After all, Covid-19 has highlighted how much we rely on others, from delivery drivers and supermarket staff to healthcare professionals and vaccine researchers. Autonomy can include what we individually achieve with help, and what we do together.

Let’s try another question: is nudging citizens towards vaccination – by making social activities contingent on holding a passport – really coercion?

Individual choices against vaccination have costs. Those who decline the vaccine lack protection against contracting, and transmitting, Covid-19. Vaccine passports impose additional social costs: exclusion from desired activities.

Left libertarian scholars argue that even if a choice is costly, cost doesn’t diminish our freedom to pursue it, or remove the possibility that we will do so.

Richard Thaler and Cass Sunstein, authors of nudge theory, argue nudging cannot be coercive since no options are forbidden.

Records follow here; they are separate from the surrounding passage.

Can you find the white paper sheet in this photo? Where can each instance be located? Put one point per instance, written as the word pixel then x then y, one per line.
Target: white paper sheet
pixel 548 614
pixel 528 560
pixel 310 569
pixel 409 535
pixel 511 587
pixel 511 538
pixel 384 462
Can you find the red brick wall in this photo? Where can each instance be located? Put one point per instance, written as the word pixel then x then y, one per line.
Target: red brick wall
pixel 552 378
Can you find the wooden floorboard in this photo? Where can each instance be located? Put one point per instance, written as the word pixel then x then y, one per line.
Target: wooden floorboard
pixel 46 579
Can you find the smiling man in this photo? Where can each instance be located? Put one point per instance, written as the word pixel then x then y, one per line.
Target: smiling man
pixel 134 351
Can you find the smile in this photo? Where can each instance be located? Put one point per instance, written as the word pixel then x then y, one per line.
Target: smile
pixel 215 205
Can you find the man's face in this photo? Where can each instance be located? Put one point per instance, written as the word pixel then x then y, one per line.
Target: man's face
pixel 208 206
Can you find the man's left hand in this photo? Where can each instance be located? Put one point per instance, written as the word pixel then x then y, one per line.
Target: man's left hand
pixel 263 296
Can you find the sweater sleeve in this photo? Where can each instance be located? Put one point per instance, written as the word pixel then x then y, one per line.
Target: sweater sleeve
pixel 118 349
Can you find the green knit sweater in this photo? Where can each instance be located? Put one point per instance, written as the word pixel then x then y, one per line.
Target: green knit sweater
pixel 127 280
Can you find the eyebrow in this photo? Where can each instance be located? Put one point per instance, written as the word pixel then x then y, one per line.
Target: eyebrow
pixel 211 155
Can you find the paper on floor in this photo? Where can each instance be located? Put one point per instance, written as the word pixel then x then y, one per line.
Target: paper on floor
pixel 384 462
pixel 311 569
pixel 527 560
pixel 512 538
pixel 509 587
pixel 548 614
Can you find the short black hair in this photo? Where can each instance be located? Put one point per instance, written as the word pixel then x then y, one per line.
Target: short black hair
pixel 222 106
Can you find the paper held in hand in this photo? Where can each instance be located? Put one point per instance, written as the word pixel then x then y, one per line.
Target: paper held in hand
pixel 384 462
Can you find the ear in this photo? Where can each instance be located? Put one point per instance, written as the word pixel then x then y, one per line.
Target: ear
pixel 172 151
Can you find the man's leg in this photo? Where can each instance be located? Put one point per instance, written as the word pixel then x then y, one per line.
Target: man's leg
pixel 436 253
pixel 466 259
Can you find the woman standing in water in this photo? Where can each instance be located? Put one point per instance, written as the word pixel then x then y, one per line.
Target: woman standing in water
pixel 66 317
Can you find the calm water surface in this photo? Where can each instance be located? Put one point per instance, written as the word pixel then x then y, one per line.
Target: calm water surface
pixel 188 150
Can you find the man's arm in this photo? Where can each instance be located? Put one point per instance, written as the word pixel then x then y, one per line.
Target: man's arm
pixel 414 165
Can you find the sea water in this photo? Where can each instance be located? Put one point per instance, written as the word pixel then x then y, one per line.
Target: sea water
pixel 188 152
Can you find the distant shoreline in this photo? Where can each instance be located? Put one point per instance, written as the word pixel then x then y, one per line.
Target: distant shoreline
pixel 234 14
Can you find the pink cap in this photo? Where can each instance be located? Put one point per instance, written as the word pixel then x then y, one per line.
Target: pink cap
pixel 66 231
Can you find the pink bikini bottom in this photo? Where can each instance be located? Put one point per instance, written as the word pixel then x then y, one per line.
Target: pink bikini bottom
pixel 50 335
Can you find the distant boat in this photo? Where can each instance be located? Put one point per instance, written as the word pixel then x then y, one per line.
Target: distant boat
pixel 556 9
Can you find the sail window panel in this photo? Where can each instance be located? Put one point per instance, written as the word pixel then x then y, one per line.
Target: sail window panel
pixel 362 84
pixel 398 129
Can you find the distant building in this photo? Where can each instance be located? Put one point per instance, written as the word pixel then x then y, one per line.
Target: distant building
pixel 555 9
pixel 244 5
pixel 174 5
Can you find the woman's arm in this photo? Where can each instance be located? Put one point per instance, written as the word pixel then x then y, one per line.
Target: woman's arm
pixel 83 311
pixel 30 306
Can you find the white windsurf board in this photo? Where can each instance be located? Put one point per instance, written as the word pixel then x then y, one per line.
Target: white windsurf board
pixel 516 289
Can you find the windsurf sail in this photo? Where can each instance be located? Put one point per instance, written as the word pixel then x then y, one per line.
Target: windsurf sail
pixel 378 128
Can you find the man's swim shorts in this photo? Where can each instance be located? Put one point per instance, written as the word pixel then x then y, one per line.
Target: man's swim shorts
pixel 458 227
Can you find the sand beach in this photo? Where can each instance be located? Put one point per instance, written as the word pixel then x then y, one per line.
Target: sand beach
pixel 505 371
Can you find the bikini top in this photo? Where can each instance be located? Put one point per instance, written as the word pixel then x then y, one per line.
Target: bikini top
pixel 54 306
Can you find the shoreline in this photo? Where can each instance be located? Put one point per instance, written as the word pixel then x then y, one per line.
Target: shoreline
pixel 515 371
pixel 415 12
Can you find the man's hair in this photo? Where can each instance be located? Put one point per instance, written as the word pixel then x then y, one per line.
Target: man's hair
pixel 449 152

So where are we overall? Are vaccine passports justified? We’ve examined what we think we know: states ought not to coerce citizens (they already do); vaccine passports undermine autonomy (only on a limited individualistic view); choice limitation is coercive (or is it just costly?). But even if this is justified coercion, autonomy isn’t the only value.

Will vaccine passports protect those most vulnerable, or will they create second-class citizens? At first glance, this might seem irrelevant in wealthy states where citizens are promptly offered free vaccination.

Not so fast: we should worry if entrenched social injustices – the cross-cutting effects of intergenerational poverty, underinvestment in local services, exclusion, discrimination – leave some groups more vulnerable to the effects of Covid-19 than others.

This second-class status concern is clearer on a global scale, since the citizens of many states lack vaccine access. The British Medical Journal has raised sustainable development and ethical concerns, and called for international standardisation of vaccine passporting measures, since Covid-19 is a global problem.

These questions require empirical answers, but these are complex problems. Sometimes we must act with limited information because we cannot be paralysed by indecision.

Pandemics demand swift, decisive action. But, following Socrates, we should recognise what we do not know when deciding, and stand ready to adapt as our understanding develops.

By Dr Helen Brown Coverdale, Lecturer, in Political Theory, University College London Department of Political Science.